In opdracht van het vakteam Milieuzorg (sinds 2003 Milieutoezicht) werkte een studente Technische Bestuurskunde van de TU Delft aan een afstudeerscriptie over de mogelijkheden voor CO2-reductie bij bedrijven in Delft. (zie verder bij Ontwikkelingen)

 


Conclusie

In 2002 is vooral beleidsmatig aandacht geweest voor energiebesparings-mogelijkheden bij bedrijven. In 2003 zal verder worden bekeken of ten behoeve van energiebesparing bij bedrijven een grotere inspanning kan worden geleverd.

 

 

·       Geluidsanering vanwege industrie

 

Doelstelling

Landelijke doelstelling (Wet geluidhinder): de geluidbelasting ter plaatse van woningen op een gezoneerd industrieterrein is teruggedrongen tot ten hoogste 55 dB(A) door middel van bron-, dan wel overdrachtsmaatregelen. Indien de kosten voor bron- en overdrachtsmaatregelen onevenredig hoog zijn, wordt bepaald of aanvullende gevelmaatregelen nodig zijn om een goed leefklimaat in de woning te garanderen.

 

Resultaat

Delft kent twee gezoneerde industrieterreinen: DSM Gist/Calvé en Schie-oevers Noord en Zuid. In de zone rond deze industrieterreinen staan in totaal 537 woningen met een geluidbelasting hoger dan 55 dB(A). Om de geluidbelasting bij deze woningen terug te dringen heeft de provincie Zuid-Holland een sanerings­programma vastgesteld.

 

Conclusie

Het saneringsprogramma is in 2002 afgerond. De provincie heeft onder andere de vergunningvoorschriften van de betrokken bedrijven aangepast. Ter afronding zijn tevens in opdracht van de gemeente Delft 10 woningen nabij DSM en Calvé aanvullend geïsoleerd.

 

 

·       Vergunningen op hoofdzaken

 

Doelstelling

De rijksoverheid streeft naar een groter percentage vergunningen op hoofdzaken.

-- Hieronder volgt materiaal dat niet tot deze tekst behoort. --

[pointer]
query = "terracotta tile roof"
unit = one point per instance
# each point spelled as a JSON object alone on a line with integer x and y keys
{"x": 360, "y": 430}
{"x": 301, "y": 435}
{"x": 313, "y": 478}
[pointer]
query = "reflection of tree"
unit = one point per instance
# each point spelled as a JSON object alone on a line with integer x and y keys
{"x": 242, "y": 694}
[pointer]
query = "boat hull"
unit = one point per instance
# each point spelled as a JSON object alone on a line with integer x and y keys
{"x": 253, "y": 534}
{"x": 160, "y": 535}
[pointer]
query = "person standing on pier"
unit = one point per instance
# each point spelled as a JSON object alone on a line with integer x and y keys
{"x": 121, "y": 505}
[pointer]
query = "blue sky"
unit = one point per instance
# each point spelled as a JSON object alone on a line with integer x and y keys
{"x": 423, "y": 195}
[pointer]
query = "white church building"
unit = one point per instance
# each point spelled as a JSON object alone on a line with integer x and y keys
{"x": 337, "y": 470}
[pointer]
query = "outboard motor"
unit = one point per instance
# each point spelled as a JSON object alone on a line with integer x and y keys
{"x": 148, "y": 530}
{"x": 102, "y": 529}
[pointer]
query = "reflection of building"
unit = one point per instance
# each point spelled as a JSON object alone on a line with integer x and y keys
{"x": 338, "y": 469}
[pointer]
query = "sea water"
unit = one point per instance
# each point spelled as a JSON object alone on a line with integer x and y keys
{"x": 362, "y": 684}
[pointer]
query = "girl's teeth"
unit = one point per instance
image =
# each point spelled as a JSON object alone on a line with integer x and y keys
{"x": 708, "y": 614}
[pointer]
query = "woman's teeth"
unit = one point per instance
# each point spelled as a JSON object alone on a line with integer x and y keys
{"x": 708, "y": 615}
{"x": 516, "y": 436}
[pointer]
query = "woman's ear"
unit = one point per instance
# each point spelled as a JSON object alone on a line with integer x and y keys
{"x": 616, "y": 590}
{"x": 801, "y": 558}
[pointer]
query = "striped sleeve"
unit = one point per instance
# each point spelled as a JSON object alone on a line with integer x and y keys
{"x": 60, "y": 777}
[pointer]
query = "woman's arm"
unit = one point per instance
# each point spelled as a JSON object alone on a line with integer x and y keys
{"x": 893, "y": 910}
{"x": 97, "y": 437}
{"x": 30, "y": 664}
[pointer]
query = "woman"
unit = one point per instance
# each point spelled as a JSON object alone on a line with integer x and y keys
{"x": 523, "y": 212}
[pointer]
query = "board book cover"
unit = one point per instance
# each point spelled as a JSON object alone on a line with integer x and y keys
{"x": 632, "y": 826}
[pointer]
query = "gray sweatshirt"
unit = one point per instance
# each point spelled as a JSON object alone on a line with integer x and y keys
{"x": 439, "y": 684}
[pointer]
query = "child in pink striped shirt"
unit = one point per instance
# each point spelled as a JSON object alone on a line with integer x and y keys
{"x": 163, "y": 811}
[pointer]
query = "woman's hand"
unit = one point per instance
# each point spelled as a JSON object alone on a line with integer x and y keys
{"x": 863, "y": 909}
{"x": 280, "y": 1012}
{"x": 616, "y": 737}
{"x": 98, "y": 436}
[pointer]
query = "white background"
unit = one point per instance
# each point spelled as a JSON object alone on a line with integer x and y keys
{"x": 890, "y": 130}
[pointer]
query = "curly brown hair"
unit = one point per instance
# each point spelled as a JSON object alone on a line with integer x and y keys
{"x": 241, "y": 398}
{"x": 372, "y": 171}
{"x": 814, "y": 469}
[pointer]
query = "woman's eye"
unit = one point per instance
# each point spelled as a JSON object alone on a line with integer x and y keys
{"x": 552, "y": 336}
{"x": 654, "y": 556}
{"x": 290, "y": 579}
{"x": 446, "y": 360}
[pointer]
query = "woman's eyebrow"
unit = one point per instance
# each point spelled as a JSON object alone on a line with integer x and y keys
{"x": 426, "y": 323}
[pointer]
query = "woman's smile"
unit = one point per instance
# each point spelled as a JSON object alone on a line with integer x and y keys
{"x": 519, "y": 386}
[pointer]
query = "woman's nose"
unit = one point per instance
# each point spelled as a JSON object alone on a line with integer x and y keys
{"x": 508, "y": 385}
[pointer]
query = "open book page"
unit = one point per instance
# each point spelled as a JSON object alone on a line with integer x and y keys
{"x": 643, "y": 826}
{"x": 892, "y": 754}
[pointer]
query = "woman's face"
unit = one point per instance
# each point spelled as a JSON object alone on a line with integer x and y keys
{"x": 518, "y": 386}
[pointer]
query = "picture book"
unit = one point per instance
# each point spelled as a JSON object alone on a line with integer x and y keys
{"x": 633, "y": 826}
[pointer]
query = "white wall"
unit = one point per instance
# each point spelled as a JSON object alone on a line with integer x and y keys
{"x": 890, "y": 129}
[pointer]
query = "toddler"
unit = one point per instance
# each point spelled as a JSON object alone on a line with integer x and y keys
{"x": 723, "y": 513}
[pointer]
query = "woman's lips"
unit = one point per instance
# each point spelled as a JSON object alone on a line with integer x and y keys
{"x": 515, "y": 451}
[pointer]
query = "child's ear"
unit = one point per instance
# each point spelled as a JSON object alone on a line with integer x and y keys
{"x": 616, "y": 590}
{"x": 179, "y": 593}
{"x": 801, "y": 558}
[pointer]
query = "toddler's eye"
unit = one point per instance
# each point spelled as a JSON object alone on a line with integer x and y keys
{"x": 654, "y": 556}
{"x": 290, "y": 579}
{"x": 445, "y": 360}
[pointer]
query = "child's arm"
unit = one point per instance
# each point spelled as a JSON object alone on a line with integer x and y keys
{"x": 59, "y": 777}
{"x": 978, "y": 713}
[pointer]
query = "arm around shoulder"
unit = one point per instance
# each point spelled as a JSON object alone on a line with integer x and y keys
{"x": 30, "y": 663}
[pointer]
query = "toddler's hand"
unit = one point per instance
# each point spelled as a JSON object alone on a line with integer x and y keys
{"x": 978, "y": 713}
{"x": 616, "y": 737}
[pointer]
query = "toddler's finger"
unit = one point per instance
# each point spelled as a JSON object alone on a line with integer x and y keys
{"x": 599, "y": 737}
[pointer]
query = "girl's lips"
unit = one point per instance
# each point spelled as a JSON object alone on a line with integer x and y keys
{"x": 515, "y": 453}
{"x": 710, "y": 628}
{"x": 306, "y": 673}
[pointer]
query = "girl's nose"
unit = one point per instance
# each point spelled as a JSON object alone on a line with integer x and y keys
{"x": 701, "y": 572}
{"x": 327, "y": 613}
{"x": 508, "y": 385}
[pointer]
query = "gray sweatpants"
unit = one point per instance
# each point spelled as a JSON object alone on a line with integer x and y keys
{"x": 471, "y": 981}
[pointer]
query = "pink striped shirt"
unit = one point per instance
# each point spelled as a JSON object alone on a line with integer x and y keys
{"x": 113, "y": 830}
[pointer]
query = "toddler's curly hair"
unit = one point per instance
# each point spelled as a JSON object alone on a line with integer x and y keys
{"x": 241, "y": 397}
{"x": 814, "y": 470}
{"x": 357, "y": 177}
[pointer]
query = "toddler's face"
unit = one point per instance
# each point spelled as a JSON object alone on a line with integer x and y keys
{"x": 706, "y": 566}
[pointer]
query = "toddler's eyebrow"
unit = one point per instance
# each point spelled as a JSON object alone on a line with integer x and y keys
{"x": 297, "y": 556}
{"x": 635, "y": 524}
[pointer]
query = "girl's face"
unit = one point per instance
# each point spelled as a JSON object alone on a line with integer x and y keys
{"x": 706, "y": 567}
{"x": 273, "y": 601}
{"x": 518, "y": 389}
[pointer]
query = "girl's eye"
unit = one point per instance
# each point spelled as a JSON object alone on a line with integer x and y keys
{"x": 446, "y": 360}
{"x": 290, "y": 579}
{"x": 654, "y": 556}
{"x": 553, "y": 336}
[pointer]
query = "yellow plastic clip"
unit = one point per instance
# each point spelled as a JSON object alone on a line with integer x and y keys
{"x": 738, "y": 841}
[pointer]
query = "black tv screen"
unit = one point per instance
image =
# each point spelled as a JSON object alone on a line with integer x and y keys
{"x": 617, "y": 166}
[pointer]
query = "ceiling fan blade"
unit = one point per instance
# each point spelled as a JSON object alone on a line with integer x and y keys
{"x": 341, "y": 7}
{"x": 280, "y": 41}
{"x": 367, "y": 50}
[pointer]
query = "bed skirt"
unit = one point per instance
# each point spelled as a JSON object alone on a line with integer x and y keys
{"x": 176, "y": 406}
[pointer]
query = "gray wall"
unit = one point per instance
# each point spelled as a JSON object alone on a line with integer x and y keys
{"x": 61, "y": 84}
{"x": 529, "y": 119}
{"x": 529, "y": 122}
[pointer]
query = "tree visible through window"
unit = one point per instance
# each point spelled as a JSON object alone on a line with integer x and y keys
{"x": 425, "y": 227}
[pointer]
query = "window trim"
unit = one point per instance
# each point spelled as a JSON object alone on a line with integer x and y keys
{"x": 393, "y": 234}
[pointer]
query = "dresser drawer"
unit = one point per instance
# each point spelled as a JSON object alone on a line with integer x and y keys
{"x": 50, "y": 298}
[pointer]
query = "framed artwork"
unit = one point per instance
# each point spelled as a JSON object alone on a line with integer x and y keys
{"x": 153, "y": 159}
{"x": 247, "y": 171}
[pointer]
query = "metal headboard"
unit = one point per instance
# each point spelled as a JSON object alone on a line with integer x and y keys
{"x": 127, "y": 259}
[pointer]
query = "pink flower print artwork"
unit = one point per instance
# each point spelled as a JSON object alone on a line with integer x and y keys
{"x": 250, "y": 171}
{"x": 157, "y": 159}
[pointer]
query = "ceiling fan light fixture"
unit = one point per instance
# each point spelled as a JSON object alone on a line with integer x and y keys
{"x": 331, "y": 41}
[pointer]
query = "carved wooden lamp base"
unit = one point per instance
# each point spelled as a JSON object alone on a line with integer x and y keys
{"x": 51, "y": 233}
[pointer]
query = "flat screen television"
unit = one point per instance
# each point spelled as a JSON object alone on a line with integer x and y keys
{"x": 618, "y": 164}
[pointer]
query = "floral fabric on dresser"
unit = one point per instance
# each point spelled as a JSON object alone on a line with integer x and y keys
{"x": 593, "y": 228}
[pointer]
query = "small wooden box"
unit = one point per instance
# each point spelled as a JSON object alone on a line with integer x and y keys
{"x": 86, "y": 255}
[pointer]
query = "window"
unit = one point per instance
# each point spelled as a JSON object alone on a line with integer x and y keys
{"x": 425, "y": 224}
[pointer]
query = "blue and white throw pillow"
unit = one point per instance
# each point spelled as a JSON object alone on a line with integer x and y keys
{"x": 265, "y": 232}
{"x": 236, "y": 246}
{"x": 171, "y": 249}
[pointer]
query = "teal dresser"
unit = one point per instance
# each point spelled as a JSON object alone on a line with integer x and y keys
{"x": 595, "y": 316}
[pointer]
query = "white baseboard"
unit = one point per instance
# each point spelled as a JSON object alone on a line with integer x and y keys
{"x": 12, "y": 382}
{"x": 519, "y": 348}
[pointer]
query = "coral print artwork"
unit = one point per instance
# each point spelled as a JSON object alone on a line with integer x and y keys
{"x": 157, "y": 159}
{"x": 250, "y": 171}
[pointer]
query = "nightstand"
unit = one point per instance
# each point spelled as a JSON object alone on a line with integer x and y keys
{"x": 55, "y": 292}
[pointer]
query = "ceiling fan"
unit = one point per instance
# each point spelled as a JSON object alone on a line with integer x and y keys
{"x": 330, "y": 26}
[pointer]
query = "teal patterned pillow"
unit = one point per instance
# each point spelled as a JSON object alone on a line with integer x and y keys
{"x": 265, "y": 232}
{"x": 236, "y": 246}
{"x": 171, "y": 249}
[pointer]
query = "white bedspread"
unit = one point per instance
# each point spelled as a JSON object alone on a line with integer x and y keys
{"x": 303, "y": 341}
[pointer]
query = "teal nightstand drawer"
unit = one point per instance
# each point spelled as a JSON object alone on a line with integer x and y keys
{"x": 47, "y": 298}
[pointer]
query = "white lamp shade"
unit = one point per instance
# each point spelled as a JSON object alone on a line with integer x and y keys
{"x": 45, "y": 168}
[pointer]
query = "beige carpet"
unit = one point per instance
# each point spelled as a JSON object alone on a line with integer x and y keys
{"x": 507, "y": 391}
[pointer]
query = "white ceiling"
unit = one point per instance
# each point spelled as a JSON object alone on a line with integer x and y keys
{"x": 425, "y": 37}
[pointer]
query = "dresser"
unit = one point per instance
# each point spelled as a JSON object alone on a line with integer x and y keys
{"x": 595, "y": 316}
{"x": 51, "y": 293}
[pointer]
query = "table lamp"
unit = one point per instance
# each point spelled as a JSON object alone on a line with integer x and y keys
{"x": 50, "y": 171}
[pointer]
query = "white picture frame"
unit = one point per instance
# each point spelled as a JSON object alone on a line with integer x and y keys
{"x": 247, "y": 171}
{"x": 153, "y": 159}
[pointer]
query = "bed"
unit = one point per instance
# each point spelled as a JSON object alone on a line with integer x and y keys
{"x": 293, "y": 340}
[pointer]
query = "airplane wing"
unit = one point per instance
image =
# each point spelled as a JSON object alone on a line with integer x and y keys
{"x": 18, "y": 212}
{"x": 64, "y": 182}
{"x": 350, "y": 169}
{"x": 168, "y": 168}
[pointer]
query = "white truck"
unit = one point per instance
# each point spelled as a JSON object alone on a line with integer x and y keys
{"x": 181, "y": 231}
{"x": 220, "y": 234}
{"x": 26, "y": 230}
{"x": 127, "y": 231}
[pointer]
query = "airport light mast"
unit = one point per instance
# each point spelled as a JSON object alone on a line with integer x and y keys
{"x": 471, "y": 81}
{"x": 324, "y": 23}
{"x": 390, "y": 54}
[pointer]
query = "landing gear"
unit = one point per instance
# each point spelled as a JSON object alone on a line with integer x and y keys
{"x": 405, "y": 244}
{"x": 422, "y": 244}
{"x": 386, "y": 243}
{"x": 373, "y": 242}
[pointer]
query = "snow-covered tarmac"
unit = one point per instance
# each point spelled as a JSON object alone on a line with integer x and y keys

Naar aanleiding van de vuurwerkramp in Enschede dient dit streven echter te worden heroverwogen in verband met de twijfels die de Raad van State heeft geuit over de handhaafbaarheid van dergelijke vergunningen.

 

Resultaat

In Delft is één bedrijf met een vergunning op hoofdzaken. Het bedrijf heeft zelf te kennen gegeven op termijn aan een reguliere vergunning de voorkeur te geven.

 

Conclusie

Indien een bedrijf een vergunning op maat of op hoofdzaken wenst en daarvoor in aanmerking komt, verleent de gemeente Delft daaraan alle medewerking. Uit contacten met Delftse bedrijven blijkt echter dat deze niet enthousiast zijn voor deze nieuwe vorm van vergunningverlening. Aangenomen wordt dat de extra inspanning die het bedrijf in het algemeen moet plegen t.o.v. een ‘normale’ vergunning, niet lijkt op te wegen tegen de voordelen van een vergunning op hoofdzaken of op maat. De gemeente Delft laat het initiatief derhalve aan de bedrijven.